Mental Health Screening
Q. What are
the costs and benefits of mental-health screening for public school students,
to indicate children who might be depressed, suicidal, on drugs or alcohol, or
prone to violence?
It comes down to the same old question: are individual parents
responsible for their child, or is the government? Those who believe it's the
former are behind pushes in places like Alaska. It recently passed a state law
that says that schools can't force parents to put their kids on psychotropic
(behavior-changing) drugs as a condition of enrollment. Another example of
parents' rights over the State's interest: Arizona, which recently required
schools to let parents view questions on a mental-health type survey before
deciding whether to grant permission for their child to take it.
On the other hand, those who believe the government needs to take a
stronger role in order to protect students and staff from shootings and other
dangers line up behind programs like TeenScreen, developed at Columbia
University, the leading mental-health screening program in the country. The
states of Ohio, Florida, Pennsylvania, Nevada, Iowa and New Mexico
have mandated mental-health screenings in schools as a preventive measure.
So what's the fuss? It's over control. And it's not likely
to be resolved any time soon.
If screening is put in place, we're likely to have more
horror stories like this one, outlined by a medical doctor. It's about a girl
in Indiana who went through one of the mental-health screenings and was told
she had "obsessive-compulsive disorder" because she likes to clean, and "social
anxiety disorder" because she doesn't like to party all the time:
www.jpands.org/vol11no3/lehrman.pdf
Everyone agrees that it's a good idea in schools to screen
kids for eyesight and hearing problems in school, and later on, for scoliosis. Early
prevention helps hold potential learning problems at bay and keeps the bills
manageable as well, for both parents and the taxpayers.
Similarly, we don't want kids with communicable diseases to
come to school, and we want to know when there has been a head lice outbreak.

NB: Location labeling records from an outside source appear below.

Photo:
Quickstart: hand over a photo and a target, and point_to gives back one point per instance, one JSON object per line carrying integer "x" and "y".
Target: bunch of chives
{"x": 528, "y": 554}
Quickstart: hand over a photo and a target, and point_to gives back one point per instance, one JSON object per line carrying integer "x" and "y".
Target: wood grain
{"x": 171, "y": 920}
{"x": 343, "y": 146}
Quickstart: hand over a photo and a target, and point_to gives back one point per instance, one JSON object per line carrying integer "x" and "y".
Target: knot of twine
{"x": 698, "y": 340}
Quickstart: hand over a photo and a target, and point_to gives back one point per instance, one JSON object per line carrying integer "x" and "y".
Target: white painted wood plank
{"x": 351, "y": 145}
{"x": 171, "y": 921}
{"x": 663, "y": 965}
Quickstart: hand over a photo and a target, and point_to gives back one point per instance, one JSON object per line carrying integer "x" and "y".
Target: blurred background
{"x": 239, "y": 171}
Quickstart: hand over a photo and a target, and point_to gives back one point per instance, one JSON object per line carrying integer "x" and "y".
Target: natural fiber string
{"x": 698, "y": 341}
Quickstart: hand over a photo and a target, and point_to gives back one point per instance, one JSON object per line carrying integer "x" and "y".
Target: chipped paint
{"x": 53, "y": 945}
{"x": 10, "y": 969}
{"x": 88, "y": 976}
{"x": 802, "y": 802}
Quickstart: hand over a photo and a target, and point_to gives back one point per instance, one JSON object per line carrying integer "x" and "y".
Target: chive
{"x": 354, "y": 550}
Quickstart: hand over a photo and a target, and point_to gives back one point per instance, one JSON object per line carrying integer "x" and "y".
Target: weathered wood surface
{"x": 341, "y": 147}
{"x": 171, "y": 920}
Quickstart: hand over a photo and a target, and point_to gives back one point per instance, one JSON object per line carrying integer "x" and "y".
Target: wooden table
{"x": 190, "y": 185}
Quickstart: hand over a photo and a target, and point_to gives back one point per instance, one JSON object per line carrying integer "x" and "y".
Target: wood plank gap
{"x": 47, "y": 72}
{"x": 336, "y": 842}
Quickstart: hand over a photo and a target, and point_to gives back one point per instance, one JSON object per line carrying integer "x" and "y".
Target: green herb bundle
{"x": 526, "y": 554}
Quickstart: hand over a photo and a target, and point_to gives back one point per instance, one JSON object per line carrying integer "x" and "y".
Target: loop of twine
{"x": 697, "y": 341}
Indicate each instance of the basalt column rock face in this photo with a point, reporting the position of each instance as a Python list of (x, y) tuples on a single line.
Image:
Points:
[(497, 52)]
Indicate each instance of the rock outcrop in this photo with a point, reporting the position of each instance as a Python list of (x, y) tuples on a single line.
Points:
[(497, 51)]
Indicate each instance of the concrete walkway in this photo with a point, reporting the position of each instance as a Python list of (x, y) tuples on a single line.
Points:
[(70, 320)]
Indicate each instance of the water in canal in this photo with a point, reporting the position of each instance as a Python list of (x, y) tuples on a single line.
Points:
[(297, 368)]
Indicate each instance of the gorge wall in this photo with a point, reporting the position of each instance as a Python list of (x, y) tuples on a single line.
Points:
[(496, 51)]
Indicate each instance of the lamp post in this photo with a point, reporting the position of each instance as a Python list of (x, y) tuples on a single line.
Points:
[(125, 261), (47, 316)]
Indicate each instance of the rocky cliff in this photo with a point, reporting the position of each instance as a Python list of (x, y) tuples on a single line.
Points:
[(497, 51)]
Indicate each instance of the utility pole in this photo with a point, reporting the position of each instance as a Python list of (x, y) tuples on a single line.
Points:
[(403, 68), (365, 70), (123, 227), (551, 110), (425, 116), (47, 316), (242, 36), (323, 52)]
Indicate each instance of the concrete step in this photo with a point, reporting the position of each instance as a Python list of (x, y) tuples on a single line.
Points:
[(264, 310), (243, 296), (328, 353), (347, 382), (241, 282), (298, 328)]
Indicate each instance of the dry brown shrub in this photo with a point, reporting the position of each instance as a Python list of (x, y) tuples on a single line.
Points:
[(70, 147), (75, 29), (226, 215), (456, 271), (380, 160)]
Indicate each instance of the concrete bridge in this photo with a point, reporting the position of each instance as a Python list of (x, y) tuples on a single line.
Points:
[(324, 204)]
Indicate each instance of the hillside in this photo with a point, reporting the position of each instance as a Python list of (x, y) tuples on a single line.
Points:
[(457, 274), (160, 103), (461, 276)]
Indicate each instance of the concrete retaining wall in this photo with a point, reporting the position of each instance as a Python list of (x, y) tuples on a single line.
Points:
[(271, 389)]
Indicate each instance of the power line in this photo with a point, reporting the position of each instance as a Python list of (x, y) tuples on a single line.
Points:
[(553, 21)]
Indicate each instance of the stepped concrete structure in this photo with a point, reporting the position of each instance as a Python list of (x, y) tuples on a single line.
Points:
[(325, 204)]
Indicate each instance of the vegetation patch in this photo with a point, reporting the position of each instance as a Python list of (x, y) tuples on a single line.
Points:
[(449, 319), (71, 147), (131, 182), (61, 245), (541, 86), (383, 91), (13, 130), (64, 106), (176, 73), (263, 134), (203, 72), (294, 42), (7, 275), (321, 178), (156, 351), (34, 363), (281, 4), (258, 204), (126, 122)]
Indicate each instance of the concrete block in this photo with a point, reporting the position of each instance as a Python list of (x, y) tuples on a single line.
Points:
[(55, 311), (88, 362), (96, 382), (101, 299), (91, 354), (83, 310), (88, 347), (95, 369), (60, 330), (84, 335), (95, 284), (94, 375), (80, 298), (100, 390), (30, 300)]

Overall,
it's clear that physical health protections and programs within public schools
are important to parents and the public.
The mind is certainly part of the body. So the health of
the mind should probably get the same protections and programs, to maintain
health, right? Surely nobody wants to sit back and do nothing while the next
Columbine unfolds because kids have fallen mentally ill and people don't
realize it!
No. But opponents of mental-health screening believe the
government is overstepping its bounds with the screening program, that it's not
likely to help the ones who really do need the help, and the chances are high
that touchy personal information will get into the wrong hands in the
record-keeping process associated with the mental-health screening.
Similarly, they point to concerns that psychiatric care is
dicey, the younger the patient gets. And, they say, there's too big a risk that
medications will be pushed on kids inappropriately and do harm.
They also contend that a given child's concerns that may be
brought out by the screening could probably be solved relatively quickly and economically
with better parenting skills, improved nutrition, talk therapy, or any number
of other interventions. But they see that frequently, young people are
erroneously labeled as having a mental health problem when they don't, and put
on medications when less-invasive solutions would've worked if tried.